Cette faculté s’exerce dans la période de la durée de la propriété littéraire et artistique (actuellement 70 ans après le décès de l’auteur en Europe), ce qui fait que des héros comme The Yellow Kid, Little Nemo ou Les Pieds Nickelés sont virtuellement tombés dans le domaine public.
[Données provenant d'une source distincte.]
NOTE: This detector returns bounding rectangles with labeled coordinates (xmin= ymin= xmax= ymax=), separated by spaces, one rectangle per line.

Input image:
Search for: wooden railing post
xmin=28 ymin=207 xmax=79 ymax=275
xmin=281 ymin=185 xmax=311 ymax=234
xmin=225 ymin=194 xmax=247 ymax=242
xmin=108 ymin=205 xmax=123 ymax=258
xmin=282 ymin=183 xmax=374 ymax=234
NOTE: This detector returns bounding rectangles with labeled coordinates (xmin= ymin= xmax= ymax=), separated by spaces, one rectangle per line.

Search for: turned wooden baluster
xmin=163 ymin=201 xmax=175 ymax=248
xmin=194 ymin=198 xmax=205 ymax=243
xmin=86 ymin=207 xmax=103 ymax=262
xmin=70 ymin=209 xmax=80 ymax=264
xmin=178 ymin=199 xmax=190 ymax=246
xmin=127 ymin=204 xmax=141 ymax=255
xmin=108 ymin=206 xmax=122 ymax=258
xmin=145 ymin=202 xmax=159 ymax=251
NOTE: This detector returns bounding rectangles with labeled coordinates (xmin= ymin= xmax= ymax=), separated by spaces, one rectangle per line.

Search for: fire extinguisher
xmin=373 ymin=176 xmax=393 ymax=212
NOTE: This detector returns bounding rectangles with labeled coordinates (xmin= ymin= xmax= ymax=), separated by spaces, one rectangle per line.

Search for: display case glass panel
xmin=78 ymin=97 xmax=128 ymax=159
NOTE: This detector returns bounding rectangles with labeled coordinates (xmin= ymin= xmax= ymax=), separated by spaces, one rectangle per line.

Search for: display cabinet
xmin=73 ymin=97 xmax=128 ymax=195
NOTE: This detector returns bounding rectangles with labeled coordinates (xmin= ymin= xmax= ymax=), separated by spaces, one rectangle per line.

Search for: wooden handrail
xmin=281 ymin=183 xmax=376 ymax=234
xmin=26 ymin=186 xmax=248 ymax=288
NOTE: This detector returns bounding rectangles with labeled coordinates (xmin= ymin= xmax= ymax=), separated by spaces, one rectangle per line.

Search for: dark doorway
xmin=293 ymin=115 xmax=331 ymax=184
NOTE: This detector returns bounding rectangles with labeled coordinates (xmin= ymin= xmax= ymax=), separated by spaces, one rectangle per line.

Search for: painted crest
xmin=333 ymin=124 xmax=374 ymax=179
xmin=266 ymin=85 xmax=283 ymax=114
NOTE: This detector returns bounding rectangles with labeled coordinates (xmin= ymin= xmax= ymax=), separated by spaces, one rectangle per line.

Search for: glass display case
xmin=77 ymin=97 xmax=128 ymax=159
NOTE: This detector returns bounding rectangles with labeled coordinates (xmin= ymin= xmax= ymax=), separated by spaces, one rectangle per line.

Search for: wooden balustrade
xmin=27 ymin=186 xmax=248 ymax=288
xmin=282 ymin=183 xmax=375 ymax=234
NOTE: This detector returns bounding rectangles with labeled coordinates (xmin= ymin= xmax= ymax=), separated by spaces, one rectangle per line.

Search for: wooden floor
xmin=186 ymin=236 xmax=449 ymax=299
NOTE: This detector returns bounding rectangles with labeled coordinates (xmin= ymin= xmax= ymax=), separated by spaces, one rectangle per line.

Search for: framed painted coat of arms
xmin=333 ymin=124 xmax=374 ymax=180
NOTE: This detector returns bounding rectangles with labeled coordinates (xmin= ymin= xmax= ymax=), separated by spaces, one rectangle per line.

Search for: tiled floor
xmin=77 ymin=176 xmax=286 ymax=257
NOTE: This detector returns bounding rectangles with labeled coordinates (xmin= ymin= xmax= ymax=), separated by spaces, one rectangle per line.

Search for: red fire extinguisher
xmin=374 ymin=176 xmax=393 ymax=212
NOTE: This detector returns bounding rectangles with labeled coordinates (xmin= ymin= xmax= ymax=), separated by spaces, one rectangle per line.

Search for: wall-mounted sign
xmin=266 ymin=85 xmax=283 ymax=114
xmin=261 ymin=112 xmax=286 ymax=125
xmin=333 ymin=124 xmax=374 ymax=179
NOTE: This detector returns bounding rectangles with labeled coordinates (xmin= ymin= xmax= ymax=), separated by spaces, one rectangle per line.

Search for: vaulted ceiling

Une chance pour l’œuvre originale ?
Mais en raison des enjeux (la manne éditoriale, mais aussi les adaptations sous la forme de films ou de produits dérivés générant des millions d’euros de chiffre d’affaire), les éditeurs ont de plus en plus tendance à chercher à « privatiser » cette exploitation pour plusieurs raisons :
Cette stratégie permet de maintenir la rentabilité d’un fond existant qui, faute de nouveautés, déclinerait sinon. Or, comme il s’agit de marques notoires (Spirou, Blake & Mortimer, Lucky Luke…) amorties depuis des décennies, ce fond recèle souvent la principale source de marge d’un éditeur.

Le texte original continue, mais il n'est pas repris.